На самой вершине сухой ветлы выбрала пара орланов место для гнезда, в развилку уложили сушняк — издалека, из растущих в пойме реки ив да осокорей натаскали палок, получился помост, на него навалили веток помельче. Росло гнездо, щетинилось во все стороны сухими мертвыми тычками, не было еще и закончено, а в дырах между ветками уже поселились воробьи. Снег не сошел, не отшумели по оврагам ручьи, не успел беляк сменить шубу на рыжую, только потянули над степью черные треугольники гусей, а в гнезде на жесткой подстилке уже появились два блестящих яйца. С первым сполохом солнца вылезал на край гнезда орлан, переваливался через край, падал вниз. Тяжело взмахнув, поднимался широкими кругами, неподвижно развернув крылья, забирался все выше. Поджаты голые, неоперенные ноги, чуть наклонена удлиненная голова с мощным тяжелым клювом. Кружит огромная птица, зорко высматривает под собой — нет ли поживы. Не побрезгует ни падалью, ни бродячей собакой, ни мелкой крысой. А случится заметить внизу рыжий комочек — катится по склону холма лиса или скачет ополоумевший заяц, — сложит коричневые длинные крылья, камнем упадет вниз. У самой земли развернутся два огромных крылища, ветром опрокинет рыжего зверька, тяжелые острые когти рывком вырвут бок, хлынет алая кровь на землю, на примятую траву, задрожит и замрет жертва. А иной раз долетит орлан и до реки, опишет круг-другой, увидит под блестящей поверхностью синий тупоголовый силуэт (жирует чебак или лещ), снова камнем вниз, снова ударят тяжелые лапы, загребут воздух крылья, и начнет подниматься над водой птица, унося в когтях серебристую вздрагивающую рыбину. Кружит, кружит над степью орлан, высматривает поживу, а в гнезде неподвижно, как слепленная из густой коричневой глины, замерла самка. Чуть шевельнет белым коротким, почти закрытым крыльями хвостом: почудилось ей или, верно, стукнуло что-то в яйце? Нет, еще рано... На востоке, в той стороне, где река, медленно с самого утра растет белое с синей наковальней облако. И грозам быть еще рано... Степь пересекает желтая извилистая нитка — дорога. Показались на ней черные точки, растянулись цепочкой, задымила, вытянулась по ветру рыжая, как шерсть у летнего зайца, пыль. Едут, торопятся куда-то люди, поблескивает железо — топоры, ружья да сабли. Ни зимой ни летом не спокойна степь...
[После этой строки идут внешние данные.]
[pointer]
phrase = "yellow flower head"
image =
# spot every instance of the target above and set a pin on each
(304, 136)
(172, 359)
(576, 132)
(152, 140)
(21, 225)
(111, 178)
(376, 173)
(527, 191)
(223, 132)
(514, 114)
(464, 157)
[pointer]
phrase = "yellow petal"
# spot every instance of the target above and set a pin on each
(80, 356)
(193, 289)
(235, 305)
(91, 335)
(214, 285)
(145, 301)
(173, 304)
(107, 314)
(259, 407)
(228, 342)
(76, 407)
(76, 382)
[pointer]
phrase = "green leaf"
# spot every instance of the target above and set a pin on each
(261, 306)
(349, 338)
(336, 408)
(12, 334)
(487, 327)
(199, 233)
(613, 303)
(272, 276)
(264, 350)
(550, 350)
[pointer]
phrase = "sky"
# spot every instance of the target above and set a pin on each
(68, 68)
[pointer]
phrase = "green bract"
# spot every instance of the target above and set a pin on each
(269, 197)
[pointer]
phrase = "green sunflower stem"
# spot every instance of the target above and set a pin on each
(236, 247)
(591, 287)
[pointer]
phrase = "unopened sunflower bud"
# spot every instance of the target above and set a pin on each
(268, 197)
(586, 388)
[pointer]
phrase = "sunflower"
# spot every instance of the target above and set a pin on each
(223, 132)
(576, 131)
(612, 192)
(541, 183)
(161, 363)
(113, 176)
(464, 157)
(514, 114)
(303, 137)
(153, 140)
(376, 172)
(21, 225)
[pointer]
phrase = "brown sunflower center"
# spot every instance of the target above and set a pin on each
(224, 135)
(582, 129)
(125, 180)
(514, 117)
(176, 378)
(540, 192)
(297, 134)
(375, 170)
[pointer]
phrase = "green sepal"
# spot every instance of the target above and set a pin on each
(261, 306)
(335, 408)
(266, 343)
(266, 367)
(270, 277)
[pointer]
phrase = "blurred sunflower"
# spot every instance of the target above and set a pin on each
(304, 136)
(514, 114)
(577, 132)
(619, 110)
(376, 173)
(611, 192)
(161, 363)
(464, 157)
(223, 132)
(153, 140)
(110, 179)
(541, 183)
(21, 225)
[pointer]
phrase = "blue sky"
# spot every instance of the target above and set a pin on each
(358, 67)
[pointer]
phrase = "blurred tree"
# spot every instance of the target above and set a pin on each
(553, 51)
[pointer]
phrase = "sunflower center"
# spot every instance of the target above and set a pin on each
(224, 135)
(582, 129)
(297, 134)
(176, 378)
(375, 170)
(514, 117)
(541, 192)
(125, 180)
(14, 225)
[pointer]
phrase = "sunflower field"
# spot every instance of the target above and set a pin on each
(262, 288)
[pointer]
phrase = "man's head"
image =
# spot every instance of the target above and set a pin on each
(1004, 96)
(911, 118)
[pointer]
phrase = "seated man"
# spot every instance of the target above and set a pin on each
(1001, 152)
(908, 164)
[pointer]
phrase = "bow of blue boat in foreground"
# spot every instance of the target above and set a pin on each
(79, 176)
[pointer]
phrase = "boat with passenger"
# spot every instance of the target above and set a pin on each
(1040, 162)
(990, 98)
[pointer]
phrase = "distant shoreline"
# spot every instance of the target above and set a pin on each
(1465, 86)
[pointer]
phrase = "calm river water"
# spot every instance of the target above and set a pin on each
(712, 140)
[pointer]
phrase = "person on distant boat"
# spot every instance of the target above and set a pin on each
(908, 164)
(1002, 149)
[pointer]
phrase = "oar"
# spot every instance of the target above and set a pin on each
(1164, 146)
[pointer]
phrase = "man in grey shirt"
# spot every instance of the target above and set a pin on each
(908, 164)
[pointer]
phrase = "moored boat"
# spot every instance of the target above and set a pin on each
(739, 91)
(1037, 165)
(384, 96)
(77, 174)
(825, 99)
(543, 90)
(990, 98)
Выйдя из приреченской слободы, дорога разделялась на две: одна пыльной рыжей змеей уползала в глубь равнины, где за спутанными ветрами травами, за дубовыми лесами лежала далекая Москва, вторая, круто повернув и спустившись в лог, следовала его извивами к тоже не близкому Дону.
Кабак стоял у развилки дорог. Дощатая, почерневшая, на скрипучих кованых петлях дверь его все время приоткрывалась, и тогда изнутри на чистый, пахнущий разнотравьем воздух вырывались пьяные голоса, водочный тяжелый дух, запах человеческого пота и старой грязи.
За вкопанным в земляной пол столом на лавках сидела слободская рвань да путники, забредшие сюда на часок перекусить, выпить, затуманить голову, и без того тяжелую от многодневного томительного пешего движения.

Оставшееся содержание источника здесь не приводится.